Under the Companies Law, shareholders generally have the right to review minutes of our general meetings, our shareholder register (including with respect to material shareholders), our Amended Articles, our financial statements, other documents as provided in the Companies Law and any document we are required by law to file publicly with the Israeli Registrar of Companies or the Israel Securities Authority. Any shareholder who specifies the purpose of its request may request to review any document in our possession that relates to any action or transaction with a related party which requires shareholder approval under the Companies Law. We may deny a request to review a document if we determine that the request was not made in good faith, that the document contains a trade secret or a patent or that the document’s disclosure may otherwise impair our interests.

 

Borrowing Powers

 

Pursuant to the Companies Law and the Amended Articles, the Board may exercise all powers and take all actions that are not required under law or under the Amended Articles to be exercised or taken by our shareholders, including the power to borrow money for company purposes.

 

Exchange Controls

 

There are currently no Israeli currency control restrictions on remittances of dividends on our ordinary shares, proceeds from the sale of the ordinary shares or interest or other payments to non-residents of Israel, except for shareholders who are subjects of countries that are, have been, or will be, in a state of war with Israel.

 

Exclusive Forum

 

The Amended Articles provide that, unless we consent in writing to the selection of an alternative forum, the federal district courts of the United States of America shall be the exclusive forum for the resolution of any complaint asserting a cause of action arising under the Securities Act of 1933, as amended, or the Securities Act.
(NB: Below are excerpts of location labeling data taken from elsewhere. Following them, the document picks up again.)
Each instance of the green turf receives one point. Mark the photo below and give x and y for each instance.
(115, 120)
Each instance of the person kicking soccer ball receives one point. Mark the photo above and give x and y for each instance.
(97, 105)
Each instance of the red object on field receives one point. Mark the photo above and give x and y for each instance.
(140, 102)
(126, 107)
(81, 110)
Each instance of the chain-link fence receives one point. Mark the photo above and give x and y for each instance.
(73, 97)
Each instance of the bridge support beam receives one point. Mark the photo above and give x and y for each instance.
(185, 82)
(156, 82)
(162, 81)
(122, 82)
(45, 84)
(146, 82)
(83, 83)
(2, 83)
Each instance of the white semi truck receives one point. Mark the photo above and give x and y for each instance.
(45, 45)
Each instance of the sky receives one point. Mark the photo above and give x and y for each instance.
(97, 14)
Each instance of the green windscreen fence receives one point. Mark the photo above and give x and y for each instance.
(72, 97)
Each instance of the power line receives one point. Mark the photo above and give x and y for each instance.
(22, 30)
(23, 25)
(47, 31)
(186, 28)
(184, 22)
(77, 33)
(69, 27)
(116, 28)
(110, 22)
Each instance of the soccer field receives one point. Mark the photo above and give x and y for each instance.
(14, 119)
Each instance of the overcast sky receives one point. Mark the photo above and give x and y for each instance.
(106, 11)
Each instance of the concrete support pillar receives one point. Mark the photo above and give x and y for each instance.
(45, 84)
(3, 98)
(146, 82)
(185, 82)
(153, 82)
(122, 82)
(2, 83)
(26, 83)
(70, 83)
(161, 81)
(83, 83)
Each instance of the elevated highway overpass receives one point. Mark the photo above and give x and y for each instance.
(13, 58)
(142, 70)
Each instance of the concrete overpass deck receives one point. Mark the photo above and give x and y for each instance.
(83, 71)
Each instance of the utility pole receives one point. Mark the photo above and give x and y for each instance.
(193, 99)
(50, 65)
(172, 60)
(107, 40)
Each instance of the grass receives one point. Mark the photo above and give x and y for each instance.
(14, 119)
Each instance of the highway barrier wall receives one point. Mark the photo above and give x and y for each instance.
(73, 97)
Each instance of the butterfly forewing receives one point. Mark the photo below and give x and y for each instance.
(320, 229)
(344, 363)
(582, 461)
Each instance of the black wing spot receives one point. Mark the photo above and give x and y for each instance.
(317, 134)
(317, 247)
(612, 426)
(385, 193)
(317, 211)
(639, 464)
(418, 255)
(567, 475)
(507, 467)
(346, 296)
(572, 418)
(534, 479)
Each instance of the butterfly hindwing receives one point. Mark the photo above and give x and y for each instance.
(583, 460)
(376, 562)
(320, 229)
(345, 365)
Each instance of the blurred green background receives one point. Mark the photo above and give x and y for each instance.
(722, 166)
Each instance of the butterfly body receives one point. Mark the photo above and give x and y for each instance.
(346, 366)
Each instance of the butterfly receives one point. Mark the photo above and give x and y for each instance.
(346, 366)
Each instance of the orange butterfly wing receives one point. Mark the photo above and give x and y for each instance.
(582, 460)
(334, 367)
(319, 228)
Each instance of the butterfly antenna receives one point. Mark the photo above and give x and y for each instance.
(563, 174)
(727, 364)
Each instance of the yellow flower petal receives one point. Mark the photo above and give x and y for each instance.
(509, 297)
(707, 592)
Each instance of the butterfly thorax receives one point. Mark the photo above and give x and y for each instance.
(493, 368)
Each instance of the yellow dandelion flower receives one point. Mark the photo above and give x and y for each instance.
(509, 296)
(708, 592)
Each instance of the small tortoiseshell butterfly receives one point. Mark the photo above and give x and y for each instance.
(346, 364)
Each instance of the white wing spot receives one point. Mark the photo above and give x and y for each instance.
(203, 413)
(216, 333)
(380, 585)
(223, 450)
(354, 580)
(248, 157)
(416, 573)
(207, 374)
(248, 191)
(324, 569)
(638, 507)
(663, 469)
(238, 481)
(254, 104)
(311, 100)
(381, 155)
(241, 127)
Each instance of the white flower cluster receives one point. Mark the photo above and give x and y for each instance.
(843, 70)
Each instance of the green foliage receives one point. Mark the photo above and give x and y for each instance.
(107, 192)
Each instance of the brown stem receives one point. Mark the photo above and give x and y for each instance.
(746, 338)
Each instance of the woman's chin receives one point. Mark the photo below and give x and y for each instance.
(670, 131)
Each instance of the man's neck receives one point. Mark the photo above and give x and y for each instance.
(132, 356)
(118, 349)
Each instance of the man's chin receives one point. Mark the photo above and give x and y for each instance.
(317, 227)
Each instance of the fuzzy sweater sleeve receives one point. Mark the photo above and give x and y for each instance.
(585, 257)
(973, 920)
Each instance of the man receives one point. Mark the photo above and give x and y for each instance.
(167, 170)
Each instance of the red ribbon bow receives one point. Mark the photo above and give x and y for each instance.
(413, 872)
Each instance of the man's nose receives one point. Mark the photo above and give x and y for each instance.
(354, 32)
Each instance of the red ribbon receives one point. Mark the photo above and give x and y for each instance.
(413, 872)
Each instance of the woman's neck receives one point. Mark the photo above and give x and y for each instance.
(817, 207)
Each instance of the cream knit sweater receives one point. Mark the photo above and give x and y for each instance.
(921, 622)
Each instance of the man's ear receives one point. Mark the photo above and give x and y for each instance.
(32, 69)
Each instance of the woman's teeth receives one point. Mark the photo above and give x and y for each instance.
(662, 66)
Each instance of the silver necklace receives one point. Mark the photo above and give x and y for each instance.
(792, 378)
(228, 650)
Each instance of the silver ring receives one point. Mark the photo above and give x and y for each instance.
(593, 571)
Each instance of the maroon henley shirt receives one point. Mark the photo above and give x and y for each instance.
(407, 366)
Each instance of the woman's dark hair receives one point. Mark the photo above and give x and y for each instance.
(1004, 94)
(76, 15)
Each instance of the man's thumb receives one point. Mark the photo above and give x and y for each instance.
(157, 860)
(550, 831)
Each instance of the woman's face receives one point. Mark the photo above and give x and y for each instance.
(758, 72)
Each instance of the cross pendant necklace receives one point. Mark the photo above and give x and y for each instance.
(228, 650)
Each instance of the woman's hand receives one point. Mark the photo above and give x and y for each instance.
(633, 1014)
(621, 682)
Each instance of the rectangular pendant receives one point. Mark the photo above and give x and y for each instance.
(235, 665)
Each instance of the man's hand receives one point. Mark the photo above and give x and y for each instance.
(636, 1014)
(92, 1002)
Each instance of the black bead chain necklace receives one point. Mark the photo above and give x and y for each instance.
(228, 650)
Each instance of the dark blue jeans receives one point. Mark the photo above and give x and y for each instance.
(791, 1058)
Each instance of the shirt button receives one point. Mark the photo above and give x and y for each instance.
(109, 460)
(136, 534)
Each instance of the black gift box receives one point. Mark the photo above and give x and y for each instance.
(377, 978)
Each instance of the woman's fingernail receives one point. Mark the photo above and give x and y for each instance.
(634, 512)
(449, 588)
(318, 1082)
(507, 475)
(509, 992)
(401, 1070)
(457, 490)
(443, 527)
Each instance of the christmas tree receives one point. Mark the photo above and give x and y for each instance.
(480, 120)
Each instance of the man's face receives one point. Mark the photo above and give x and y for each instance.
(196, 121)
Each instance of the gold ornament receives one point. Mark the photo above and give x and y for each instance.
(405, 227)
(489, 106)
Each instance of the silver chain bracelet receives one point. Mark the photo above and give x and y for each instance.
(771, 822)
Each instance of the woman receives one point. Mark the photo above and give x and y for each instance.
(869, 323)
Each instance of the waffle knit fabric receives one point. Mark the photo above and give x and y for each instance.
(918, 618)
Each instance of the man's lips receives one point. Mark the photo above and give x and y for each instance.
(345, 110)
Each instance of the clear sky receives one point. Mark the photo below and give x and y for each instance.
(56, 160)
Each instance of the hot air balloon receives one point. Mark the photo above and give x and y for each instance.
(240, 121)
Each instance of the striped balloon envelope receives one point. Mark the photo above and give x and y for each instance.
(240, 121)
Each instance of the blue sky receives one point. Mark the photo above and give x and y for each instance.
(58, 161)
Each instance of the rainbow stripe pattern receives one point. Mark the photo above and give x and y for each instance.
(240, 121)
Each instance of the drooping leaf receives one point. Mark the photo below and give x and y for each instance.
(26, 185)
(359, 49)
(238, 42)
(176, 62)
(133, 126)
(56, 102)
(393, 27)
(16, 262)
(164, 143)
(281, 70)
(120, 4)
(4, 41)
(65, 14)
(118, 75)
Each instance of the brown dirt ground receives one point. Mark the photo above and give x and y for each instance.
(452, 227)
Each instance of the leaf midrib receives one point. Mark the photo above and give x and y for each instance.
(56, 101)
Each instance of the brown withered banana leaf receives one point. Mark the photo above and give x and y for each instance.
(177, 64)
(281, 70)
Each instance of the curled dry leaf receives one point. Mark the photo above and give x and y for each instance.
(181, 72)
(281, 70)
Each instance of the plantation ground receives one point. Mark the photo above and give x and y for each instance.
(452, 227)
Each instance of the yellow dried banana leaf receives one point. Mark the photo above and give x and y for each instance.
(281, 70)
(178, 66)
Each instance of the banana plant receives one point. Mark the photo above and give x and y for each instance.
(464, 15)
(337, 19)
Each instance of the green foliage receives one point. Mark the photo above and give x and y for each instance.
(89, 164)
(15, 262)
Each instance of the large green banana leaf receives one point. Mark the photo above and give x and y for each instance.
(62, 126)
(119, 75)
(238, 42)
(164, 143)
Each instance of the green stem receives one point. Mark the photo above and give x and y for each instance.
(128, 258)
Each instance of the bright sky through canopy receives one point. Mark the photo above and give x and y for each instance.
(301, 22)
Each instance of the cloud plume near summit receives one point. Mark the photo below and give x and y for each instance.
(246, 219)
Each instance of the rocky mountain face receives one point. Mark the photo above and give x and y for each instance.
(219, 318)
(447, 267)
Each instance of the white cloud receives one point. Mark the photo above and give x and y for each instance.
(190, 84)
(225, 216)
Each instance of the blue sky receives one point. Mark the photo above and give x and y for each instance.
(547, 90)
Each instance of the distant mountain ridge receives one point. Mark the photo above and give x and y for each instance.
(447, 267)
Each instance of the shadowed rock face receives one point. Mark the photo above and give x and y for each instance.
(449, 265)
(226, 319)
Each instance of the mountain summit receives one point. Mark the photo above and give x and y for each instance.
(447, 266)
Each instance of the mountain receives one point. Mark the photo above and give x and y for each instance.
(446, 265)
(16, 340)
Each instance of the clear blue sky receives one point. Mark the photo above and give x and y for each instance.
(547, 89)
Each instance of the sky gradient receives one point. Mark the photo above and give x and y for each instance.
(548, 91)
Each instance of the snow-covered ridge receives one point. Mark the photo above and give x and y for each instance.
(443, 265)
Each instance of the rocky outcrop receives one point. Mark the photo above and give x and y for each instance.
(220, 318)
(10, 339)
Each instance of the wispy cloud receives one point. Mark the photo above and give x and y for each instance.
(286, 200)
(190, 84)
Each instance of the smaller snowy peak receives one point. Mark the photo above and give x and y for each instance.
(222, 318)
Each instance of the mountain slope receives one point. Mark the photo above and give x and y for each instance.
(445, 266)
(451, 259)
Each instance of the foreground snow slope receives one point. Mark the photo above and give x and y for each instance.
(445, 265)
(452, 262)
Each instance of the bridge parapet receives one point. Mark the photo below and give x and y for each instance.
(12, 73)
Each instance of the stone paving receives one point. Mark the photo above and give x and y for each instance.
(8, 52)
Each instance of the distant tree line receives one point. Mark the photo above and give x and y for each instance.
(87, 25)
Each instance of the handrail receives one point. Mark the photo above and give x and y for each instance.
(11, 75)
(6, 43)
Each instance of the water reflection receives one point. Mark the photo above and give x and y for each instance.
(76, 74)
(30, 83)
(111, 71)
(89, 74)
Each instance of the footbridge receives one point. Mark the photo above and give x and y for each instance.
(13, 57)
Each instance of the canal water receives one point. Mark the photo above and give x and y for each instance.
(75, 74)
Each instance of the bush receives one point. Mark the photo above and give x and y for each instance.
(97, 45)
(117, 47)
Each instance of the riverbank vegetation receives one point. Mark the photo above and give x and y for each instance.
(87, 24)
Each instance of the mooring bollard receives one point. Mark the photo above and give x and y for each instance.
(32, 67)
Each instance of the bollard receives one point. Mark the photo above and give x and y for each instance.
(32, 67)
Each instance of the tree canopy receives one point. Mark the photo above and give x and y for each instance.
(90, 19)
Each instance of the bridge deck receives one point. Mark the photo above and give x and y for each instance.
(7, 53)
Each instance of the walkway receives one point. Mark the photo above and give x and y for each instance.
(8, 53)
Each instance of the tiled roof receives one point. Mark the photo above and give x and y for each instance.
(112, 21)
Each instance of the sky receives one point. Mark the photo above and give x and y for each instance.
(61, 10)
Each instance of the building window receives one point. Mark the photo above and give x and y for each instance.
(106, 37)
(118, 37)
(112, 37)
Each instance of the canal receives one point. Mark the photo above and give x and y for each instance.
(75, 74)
Section 22 of the Securities Act creates concurrent jurisdiction for federal and state courts over all such Securities Act actions. Accordingly, both U.S. state and federal courts have jurisdiction to entertain such claims. This choice of forum provision may limit a shareholder’s ability to bring a claim in a judicial forum that it finds favorable for disputes with us or our directors, officers or other employees and may increase the costs associated with such lawsuits, which may discourage such lawsuits against us and our directors, officers and employees. Alternatively, if a court were to find these provisions of the Amended Articles inapplicable to, or unenforceable in respect of, one or more of the specified types of actions or proceedings, we may incur additional costs associated with resolving such matters in other jurisdictions, which could adversely affect our business and financial condition. This provision would not apply to suits brought to enforce a duty or liability created by the Exchange Act or any other claim for which the U.S. federal courts have exclusive jurisdiction.

 

The Amended Articles also provide that, unless we consent in writing to the selection of an alternative forum, the competent courts of Tel Aviv, Israel shall be the exclusive forum for (i) any derivative action or proceeding brought on our behalf, (ii) any action asserting a claim of breach of fiduciary duties owed by any of our directors, officers or other employees to us or our shareholders, or (iii) any action asserting a claim arising pursuant to any provision of the Companies Law or the Israeli Securities Law, 5728-1968. This exclusive forum provision is intended to apply to claims arising under Israeli law and would not apply to claims brought pursuant to the Securities Act or the Exchange Act or any other claim for which U.S. federal courts would have exclusive jurisdiction. Such exclusive forum provision in the Amended Articles will not relieve us of our duties to comply with U.S. federal securities laws and the rules and regulations thereunder, and shareholders will not be deemed to have waived our compliance with such laws, rules and regulations.

 

Any person or entity purchasing or otherwise acquiring any interest in our share capital shall be deemed to have notice of and to have consented to the choice of forum provisions of the Amended Articles described above.

 

Changes in Capital

 

The Amended Articles enable us to increase or reduce our authorized share capital. Any such changes are subject to Israeli law and must be approved by a resolution duly passed by our shareholders at a general meeting of shareholders. In addition, transactions that have the effect of reducing capital, such as the declaration and payment of dividends in the absence of sufficient retained earnings or profits, require the approval of both the Board and an Israeli court.

 

Transfer Agent and Registrar

 

The transfer agent and registrar for our ordinary shares is VStock Transfer, LLC. Its address is 18 Lafayette Place, Woodmere, NY 11598, and its telephone number is +1 (212)-828-8436.